The U.S. Court of Appeals for the First Circuit ruled earlier this week that Customs and Border Protection agents may conduct warrantless searches of cellphones and electronic devices at the U.S. border, in a ruling that is already raising privacy questions among digital rights advocates.
The decision, issued by a panel of judges and authored by Judge Sandra Lynch, states that the government’s interest in searching persons at the border is “at its zenith,” therefore trumping privacy concerns.
“Electronic device searches do not fit neatly into other categories of property searches, but the bottom line is that basic border searches of electronic devices do not involve an intrusive search of a person,” Lynch writes.
The decision is at odds with an earlier district court finding that these kinds of searches violate the Fourth Amendment because there’s no assurance there is a “reasonable suspicion” that the devices in question contained digital contraband.
The case at issue, which alleged CBP and Immigration and Customs Enforcement had violated the plaintiffs’ Fourth and First Amendment rights during warrantless searches of their electronic devices years ago, was originally filed in 2017.
Human rights and privacy advocates have long argued that a search of a cellphone or electronic device may be just as intrusive as searching a person or their belongings, if not more intrusive, given the kind of sensitive information contained on phones gives a digital roadmap to nearly everything in people’s lives in the 21st century.
“Warrantless and suspicionless electronic device searches can give border officers unfettered access to vast amounts of private information about our lives,” Adam Schwartz, a senior staff attorney at the Electronic Frontier Foundation (EFF), told CyberScoop. “We are disappointed with the ruling and evaluating all options to ensure we don’t lose our privacy rights when we travel.”
It was not immediately clear what the next step would be for the plaintiffs in the suit, which was backed by the EFF and the American Civil Liberties Union. Sophia Cope, a senior staff attorney on the EFF’s civil liberties team, told Bloomberg they could push for a rehearing or the case could advance to the Supreme Court next.

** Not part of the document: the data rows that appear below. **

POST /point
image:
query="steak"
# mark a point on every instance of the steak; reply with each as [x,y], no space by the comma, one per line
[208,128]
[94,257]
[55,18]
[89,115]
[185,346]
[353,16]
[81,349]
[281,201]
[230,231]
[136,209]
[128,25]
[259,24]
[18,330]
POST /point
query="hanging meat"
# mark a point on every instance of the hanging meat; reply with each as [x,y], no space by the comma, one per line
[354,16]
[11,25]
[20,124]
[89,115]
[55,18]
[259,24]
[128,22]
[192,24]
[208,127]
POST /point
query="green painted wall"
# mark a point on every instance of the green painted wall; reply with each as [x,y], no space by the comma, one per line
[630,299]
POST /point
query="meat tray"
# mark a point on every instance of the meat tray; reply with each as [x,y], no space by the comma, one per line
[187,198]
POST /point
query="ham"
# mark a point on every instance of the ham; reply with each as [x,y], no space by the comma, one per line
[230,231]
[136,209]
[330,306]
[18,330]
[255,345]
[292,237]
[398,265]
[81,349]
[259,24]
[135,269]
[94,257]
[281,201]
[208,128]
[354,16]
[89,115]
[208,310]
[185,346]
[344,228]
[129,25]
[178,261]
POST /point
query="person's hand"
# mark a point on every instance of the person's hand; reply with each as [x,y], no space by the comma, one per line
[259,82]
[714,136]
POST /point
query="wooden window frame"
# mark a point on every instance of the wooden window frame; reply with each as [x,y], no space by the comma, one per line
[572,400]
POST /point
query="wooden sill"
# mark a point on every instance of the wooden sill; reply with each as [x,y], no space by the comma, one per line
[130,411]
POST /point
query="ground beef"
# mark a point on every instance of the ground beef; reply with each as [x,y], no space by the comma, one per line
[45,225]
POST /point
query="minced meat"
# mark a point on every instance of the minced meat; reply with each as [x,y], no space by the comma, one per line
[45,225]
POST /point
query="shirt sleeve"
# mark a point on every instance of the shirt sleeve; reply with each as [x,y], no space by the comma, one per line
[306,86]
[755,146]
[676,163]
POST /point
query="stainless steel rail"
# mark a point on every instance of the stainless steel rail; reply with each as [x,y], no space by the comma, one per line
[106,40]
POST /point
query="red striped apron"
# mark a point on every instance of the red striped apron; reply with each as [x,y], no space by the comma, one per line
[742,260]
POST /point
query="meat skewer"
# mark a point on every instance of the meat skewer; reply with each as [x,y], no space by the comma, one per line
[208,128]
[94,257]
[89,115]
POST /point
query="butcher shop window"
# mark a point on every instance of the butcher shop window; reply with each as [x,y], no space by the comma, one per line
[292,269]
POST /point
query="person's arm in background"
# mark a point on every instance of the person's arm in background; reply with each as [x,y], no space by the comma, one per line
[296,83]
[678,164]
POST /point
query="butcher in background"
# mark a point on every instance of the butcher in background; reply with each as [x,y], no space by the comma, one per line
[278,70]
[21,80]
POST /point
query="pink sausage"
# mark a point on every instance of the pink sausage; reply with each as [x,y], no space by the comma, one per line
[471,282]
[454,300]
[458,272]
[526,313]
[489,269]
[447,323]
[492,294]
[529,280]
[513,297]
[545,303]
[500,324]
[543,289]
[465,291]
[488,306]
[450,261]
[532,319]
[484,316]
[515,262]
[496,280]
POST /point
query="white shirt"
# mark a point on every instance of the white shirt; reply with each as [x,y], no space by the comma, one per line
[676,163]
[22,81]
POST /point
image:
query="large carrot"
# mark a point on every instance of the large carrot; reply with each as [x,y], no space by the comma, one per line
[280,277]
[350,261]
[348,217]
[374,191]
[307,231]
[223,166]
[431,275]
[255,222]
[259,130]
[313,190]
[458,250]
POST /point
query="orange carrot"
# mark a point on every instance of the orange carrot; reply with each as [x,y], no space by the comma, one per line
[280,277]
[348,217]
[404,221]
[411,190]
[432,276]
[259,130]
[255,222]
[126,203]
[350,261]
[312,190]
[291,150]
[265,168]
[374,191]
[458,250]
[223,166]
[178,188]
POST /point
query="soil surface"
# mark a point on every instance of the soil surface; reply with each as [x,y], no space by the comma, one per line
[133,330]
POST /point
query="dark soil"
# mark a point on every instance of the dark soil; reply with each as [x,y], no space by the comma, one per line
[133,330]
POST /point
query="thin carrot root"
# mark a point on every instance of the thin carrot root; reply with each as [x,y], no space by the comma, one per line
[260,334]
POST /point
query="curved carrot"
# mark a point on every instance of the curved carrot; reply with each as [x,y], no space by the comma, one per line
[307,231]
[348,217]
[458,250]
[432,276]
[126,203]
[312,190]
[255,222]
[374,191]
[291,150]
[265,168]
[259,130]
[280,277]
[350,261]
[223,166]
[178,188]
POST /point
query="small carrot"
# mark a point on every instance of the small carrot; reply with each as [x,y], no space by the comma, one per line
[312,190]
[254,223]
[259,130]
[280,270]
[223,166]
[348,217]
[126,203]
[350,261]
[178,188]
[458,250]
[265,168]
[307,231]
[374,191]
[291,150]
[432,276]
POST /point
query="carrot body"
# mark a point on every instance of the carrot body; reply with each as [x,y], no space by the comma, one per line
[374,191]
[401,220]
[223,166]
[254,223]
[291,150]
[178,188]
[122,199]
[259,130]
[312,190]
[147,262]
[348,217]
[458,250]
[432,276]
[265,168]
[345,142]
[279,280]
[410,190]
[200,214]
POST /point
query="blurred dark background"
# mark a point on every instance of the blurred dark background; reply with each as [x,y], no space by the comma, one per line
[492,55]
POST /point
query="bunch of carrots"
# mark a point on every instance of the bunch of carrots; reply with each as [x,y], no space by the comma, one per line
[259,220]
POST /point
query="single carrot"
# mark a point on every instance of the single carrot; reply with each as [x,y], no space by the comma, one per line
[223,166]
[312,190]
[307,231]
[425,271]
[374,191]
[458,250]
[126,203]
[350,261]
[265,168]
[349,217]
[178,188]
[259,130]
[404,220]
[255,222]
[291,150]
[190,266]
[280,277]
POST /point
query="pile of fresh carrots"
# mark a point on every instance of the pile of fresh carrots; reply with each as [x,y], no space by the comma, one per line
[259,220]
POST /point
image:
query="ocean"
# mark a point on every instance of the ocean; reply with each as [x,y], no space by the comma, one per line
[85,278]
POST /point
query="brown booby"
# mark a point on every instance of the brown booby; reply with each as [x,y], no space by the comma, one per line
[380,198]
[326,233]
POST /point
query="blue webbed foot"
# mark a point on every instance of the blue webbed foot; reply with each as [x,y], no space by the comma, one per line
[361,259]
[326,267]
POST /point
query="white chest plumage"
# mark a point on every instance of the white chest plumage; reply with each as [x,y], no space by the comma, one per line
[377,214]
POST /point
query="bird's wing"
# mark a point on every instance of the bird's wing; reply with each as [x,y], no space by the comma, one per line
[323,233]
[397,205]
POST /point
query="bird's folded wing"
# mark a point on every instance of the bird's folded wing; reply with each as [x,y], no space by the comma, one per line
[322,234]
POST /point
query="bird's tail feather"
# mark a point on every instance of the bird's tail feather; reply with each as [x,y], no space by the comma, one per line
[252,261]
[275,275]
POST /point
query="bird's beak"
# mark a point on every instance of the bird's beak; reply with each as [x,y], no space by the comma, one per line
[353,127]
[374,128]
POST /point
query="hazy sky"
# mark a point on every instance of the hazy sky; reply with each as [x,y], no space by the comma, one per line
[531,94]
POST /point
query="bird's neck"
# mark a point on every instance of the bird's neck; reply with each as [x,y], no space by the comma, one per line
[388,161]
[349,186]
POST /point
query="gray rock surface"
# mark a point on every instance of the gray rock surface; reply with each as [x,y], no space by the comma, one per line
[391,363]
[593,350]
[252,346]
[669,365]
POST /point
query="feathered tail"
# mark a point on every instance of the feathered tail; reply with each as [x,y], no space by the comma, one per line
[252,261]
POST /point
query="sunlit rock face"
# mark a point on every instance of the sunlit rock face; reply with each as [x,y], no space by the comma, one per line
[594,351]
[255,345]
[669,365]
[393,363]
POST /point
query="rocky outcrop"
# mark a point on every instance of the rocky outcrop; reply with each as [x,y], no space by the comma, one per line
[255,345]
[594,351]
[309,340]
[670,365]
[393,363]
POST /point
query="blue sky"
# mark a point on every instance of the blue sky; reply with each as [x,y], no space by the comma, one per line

Although the Fourth Amendment lays out guardrails on protection against unreasonable search and seizure, the case law of its application has evolved over the last several decades to account for technological development. The decision from the First Circuit this week is just the latest reminder that whether the government is required to obtain a warrant in advance of collecting information from or surveilling individuals on their devices is a live question in some circumstances.
The question that emerged in recent weeks when the Defense Intelligence Agency, a military-focused U.S. intelligence agency, revealed in an intelligence memo that it has been obtaining location data from smartphones Defense Intelligence Agency, a military-focused U.S. intelligence agency, by buying it from commercially available databases, as CyberScoop reported.